Faster than a speeding photon

I'm just home from a trip to California -- at no point traveling at anywhere near the pace suggested by the subject line. I went for SFWA's annual Nebula Awards. (This year's Nebula winners here, courtesy of SFScope.)

I wasn't in the running this cycle for a Nebula, but I am delighted to have come home with a different award.

Regular visitors here at SF and Nonsense will remember that I write frequently for Analog Science Fiction and Fact. Mostly those Analog appearances are fiction, but (as befits a physicist and computer engineer with thirty years experience in IT and aerospace) I also sometimes contribute science and technology articles.

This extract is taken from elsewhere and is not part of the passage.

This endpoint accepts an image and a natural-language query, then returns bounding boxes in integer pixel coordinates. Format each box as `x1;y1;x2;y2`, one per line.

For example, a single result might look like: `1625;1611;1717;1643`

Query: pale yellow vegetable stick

In the Analog Readers Poll for 2011, I came in second place -- tied with myself! -- for best fact article. Those runner-up pieces were for "Lost in Space? Follow the Money" (about the retirement of the space-shuttle fleet and the dawning era of commercialized spaceflight) and “Say What? Ruminations About Language, Communications, and Science Fiction” (a title that explains itself).

"Making Appearances Frequently In Analog"

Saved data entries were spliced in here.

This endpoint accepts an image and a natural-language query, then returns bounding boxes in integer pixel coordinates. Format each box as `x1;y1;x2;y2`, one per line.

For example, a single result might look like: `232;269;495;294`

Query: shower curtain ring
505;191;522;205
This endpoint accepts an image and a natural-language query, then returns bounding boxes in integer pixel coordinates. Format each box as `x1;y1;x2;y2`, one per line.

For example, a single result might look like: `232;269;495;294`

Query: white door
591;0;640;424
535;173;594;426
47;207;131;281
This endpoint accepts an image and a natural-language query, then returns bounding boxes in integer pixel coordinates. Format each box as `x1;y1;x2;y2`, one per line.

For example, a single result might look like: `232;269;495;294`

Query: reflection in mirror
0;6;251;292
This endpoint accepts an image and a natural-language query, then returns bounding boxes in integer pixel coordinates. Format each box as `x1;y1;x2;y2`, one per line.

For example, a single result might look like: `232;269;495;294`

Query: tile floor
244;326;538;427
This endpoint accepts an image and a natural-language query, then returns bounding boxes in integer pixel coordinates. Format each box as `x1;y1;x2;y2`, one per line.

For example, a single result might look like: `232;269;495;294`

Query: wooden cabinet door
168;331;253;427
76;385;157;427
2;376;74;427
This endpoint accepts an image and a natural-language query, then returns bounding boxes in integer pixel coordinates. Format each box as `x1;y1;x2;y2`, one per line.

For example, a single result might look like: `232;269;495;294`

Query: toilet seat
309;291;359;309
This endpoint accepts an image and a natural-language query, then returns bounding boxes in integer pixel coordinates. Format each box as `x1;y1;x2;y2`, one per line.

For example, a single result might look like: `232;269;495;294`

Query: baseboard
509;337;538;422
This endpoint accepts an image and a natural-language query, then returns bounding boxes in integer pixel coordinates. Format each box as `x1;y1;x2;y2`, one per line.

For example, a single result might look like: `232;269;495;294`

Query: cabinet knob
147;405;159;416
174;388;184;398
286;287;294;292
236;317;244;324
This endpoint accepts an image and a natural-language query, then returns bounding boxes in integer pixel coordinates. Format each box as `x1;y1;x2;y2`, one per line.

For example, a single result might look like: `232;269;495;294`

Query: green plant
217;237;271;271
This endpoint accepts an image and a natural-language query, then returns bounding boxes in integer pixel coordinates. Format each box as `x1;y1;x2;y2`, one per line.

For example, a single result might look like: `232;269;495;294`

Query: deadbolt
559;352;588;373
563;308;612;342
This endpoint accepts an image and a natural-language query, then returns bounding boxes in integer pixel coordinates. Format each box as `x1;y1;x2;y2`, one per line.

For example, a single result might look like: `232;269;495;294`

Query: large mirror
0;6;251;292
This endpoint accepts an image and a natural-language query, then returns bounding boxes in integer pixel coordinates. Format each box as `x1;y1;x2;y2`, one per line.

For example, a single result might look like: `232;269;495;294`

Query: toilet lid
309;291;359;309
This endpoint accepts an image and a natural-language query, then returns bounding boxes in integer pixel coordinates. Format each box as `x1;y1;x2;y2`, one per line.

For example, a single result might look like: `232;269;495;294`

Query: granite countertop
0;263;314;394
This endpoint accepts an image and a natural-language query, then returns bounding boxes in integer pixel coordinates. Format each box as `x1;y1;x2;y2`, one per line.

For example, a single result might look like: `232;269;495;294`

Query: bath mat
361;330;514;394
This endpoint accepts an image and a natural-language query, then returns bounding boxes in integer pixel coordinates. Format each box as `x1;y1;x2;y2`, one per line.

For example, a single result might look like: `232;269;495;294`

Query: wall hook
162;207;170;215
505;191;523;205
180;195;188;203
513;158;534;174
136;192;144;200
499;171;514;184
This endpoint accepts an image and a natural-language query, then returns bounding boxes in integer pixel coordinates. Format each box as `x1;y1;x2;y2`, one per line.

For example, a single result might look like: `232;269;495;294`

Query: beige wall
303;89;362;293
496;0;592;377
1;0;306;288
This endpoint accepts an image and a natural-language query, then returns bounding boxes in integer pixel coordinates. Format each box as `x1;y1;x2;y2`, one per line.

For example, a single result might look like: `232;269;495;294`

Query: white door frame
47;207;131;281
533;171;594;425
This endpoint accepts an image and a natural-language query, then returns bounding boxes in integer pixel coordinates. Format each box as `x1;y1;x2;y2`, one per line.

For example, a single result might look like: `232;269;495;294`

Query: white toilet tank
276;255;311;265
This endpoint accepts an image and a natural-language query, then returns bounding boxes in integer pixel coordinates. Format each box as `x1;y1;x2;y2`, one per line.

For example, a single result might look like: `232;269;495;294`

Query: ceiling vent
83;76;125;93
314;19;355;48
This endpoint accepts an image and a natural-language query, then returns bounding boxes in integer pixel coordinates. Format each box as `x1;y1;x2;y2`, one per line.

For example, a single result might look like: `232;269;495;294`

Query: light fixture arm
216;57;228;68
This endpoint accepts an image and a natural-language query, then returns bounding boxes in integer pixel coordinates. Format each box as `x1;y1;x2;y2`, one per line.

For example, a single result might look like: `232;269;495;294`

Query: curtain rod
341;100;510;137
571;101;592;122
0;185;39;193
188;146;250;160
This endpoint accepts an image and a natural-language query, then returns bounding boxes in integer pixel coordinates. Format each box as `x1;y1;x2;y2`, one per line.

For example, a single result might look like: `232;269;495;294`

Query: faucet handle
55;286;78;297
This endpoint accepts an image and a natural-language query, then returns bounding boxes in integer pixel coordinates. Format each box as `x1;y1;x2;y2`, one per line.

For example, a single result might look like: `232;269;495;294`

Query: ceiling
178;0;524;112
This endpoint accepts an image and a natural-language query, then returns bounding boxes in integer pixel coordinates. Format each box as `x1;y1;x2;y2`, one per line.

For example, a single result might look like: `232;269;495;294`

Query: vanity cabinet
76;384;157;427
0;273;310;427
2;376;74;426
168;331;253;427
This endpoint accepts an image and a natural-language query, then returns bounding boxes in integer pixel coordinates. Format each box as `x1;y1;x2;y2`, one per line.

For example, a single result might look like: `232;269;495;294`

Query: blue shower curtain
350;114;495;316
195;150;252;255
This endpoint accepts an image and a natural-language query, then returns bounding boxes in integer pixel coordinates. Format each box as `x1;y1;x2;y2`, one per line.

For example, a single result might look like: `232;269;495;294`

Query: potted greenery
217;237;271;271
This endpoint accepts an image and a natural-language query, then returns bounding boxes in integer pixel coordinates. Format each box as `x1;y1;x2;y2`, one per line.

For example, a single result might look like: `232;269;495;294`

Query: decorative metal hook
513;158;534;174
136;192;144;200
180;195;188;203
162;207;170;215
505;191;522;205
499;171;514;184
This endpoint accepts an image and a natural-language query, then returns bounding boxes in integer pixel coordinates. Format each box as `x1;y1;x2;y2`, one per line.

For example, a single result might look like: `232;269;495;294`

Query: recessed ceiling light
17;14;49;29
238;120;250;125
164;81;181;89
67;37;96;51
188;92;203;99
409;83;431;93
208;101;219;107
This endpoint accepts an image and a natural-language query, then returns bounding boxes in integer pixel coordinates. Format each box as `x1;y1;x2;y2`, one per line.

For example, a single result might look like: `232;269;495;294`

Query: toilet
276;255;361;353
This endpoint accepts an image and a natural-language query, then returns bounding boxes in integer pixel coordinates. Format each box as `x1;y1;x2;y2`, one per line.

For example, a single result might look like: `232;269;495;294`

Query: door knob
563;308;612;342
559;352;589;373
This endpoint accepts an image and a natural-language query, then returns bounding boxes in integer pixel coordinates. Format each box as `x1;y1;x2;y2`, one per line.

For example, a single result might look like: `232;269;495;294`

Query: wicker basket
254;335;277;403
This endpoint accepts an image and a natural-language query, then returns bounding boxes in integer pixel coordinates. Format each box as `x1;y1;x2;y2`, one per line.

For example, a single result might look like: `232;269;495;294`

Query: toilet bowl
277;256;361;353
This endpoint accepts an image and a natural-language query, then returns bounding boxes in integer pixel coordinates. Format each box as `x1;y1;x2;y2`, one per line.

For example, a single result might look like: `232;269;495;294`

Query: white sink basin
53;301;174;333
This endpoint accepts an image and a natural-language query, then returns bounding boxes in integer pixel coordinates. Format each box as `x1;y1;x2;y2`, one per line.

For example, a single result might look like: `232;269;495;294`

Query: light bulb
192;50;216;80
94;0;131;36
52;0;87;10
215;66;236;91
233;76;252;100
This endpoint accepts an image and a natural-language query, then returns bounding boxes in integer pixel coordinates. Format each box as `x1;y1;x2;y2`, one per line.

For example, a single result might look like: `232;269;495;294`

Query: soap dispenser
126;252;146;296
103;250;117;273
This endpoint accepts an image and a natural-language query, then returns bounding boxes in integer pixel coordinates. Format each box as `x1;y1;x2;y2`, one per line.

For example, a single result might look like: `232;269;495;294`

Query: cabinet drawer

For 2012, I'm pleased to say that in the fact-article category, my “Faster Than a Speeding Photon: The Why, Where, and (Perhaps the) How of Faster-Than-Light Technology" took first place in the readers poll. I suspect the scope of that article is pretty self-evident, too.

The reader awards (compiled separately for Analog and Asimov's) were presented during the Nebula Award weekend in a ceremony hosted by Dell (publisher of both magazines). For the full list of categories/winners, see the SF Signal report, "WINNERS: Analog’s AnLab Awards and Asimov’s Readers’ Awards."

If you're curious about my science and tech writing, six Analog fact articles, including "Faster Than a Speeding Photon" (and more than a dozen related short stories) are collected in Frontiers of Space, Time and Thought: Essays and Stories on The Big Questions.